Xinhua, June 17, 2016 Adjust font size:

Experts from the largest trading blocs in Africa are considering the adoption of a free trade agreement whose aim is to bring about a unified and liberalised single market on the continent.

Promoting continental trade area in Africa has long been a priority item for African policymakers. Over time, regional integration arrangements have thrived all over the continent.

The Tripartite Free Trade Area (TFTA), which was officially launched on June 10, 2015 in Cairo, Egypt, seeks to boost economic growth in Africa.

TFTA brings together three of Africa's major regional economic communities - the Southern African Development Community (SADC), the East African Community (EAC), and the Common Market for Eastern and Southern Africa (COMESA).

Presently only three of Africa's eight regional economic communities are participating in the TFTA. Non-participating economic blocs include the Arab Maghreb Union, the Economic Community of West African States (Ecowas), the Intergovernmental Authority on Development (IGAD) the Economic Community of Central African States (ECCAS) and the Community of Sahel-Saharan States.

While it is difficult to determine actual impact of those trade expansion efforts on regional trade flows, available data show that merchandise exports among the members of this new FTA have steadily increased from 2.3 billion U.S. dollars to 36 billion U.S. dollars between 1994 and 2014.

Speaking to Xinhua on Thursday, Dr. Frannie Leautier, senior vice-president of African Development Bank (AfDB), TFTA should focus on expanding investment in infrastructure, connectivity and production linkages in regional value chains and improving backward integration into global value chains.

"The free trade Africa will be able to build upon the recent period of significant economic growth for each of the regional economic hence boosting economy of the continent," he noted.

The TFTA is considered by regional policymakers and some analysts to be a big deal and potentially a game changer for the African trading system and the more than a half a billion citizens of African member states.

When 26 African countries signed the TFTA agreement in Cairo, under the agreement, all the 26 nations, with a combined GDP of about 1.3 trillion U.S. dollars and a population of 565 million, will merge into a common market and eliminate tariff lines and trade barriers hence economic boom among member states.

When implemented, the free trade area will constitute about half of Africa's GDP, half of its population and will cover a combined landmass of 17 million square kilometres.

"The participating TFTA countries will benefit from liberalized intra-regional trade, which is expected to boost the flow of goods and services. We expect structural transformation of African economies once free trade area is implemented," said Francois Kanimba, Rwanda minister trade and industry.

He stated that many of the participating countries in TFTA have small economies that produce few exportable goods which would mean they would have to compete with larger industries that could threaten their economies.
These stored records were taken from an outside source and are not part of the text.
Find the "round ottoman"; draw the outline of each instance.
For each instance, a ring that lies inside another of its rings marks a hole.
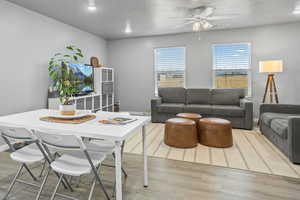
[[[199,121],[200,143],[210,147],[231,147],[231,122],[219,118],[203,118]]]
[[[178,113],[176,115],[176,117],[180,117],[180,118],[184,118],[184,119],[190,119],[190,120],[194,120],[196,122],[197,133],[198,133],[198,141],[199,141],[199,137],[200,137],[199,119],[201,119],[202,116],[197,114],[197,113]]]
[[[190,119],[172,118],[166,121],[165,144],[177,148],[193,148],[198,145],[196,122]]]
[[[176,117],[194,120],[196,124],[198,124],[199,119],[202,118],[202,116],[197,113],[179,113]]]

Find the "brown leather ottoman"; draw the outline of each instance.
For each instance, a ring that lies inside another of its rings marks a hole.
[[[210,147],[231,147],[231,122],[219,118],[203,118],[199,121],[200,143]]]
[[[166,121],[165,144],[177,148],[193,148],[198,145],[196,122],[190,119],[172,118]]]
[[[196,124],[198,124],[199,119],[202,118],[202,116],[197,113],[179,113],[176,115],[176,117],[194,120]]]

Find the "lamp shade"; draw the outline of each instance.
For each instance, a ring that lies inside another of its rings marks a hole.
[[[283,71],[283,62],[282,60],[268,60],[259,62],[259,72],[282,72]]]

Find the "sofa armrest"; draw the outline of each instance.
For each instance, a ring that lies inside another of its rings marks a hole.
[[[288,144],[290,160],[300,163],[300,116],[289,117]]]
[[[259,108],[260,115],[265,112],[300,114],[300,105],[292,104],[262,104]]]
[[[151,99],[151,112],[156,112],[157,107],[162,103],[162,99],[160,97],[156,97]]]
[[[245,110],[245,128],[253,129],[253,102],[247,99],[240,100],[240,107]]]
[[[158,106],[161,103],[162,103],[162,99],[160,97],[151,99],[151,106]]]

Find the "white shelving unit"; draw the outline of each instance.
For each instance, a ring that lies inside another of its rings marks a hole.
[[[92,110],[93,112],[114,111],[114,70],[112,68],[100,68],[100,91],[89,95],[73,97],[78,110]],[[49,98],[48,108],[58,110],[59,98]]]
[[[114,111],[114,70],[112,68],[100,69],[100,83],[101,83],[101,97],[102,97],[102,109],[103,111]]]

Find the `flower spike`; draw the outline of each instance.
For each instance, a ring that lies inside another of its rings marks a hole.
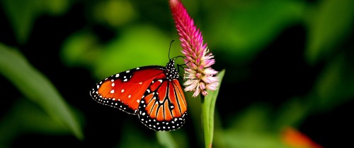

"This would be a healthy competition which would boost the growth of local manufacturing industries and quality of exports," he added.

Africa economists argue that the creation of a Tripartite Free Trade Area tasked with promoting economic integration in the continent is bound to reap efficiency gains to member states.

According to Mohamed Beavogui, director general of African Risk Capacity, South Africa, the scope of the TFTA economy is large, significant structural and policy bottlenecks still remain to be overcome tripartite regional blocs move ahead to implement TFTA by 2017.

"Poor infrastructure, high transaction costs and low levels of industrialization remain a big threat to TFTA. We expect member states to address the challenges ahead of final resolution. However TFTA will accelerate economies of participating countries by further stimulating intra-regional trade," he added.

TFTA is built on the three pillars of industrial development, infrastructure development and market integration which is a milestone for young African economies to tap from opportunities presented by the large economies of member states.

Following signature of the TFTA, negotiations to broaden its territorial ambit to West African nations opened on June 15, 2015 at the African Union (AU) summit in Johannesburg.

According to the AU, the ultimate aim is to establish an intra-continental market benefiting from a youthful, fast-growing population of about 1 billion and a combined GDP of 3 trillion U.S. dollars.

The overall aim of the TFTA is to remove barriers to trade and to ease the movement of people between its signatory nations. TFTA nations will now work towards agreeing and ratifying tariff rules in line with the agenda agreed at the launch of the trade bloc.

The first actions to be taken by the TFTA nations will focus primarily on market integration, above all by way of the removal of tariff and non-tariff barriers to trade, followed by a more gradual promotion of trade of services.

It seeks to promote the mobility of business people, cooperation in respect of infrastructure development, and the promotion of an equitable society and of social justice.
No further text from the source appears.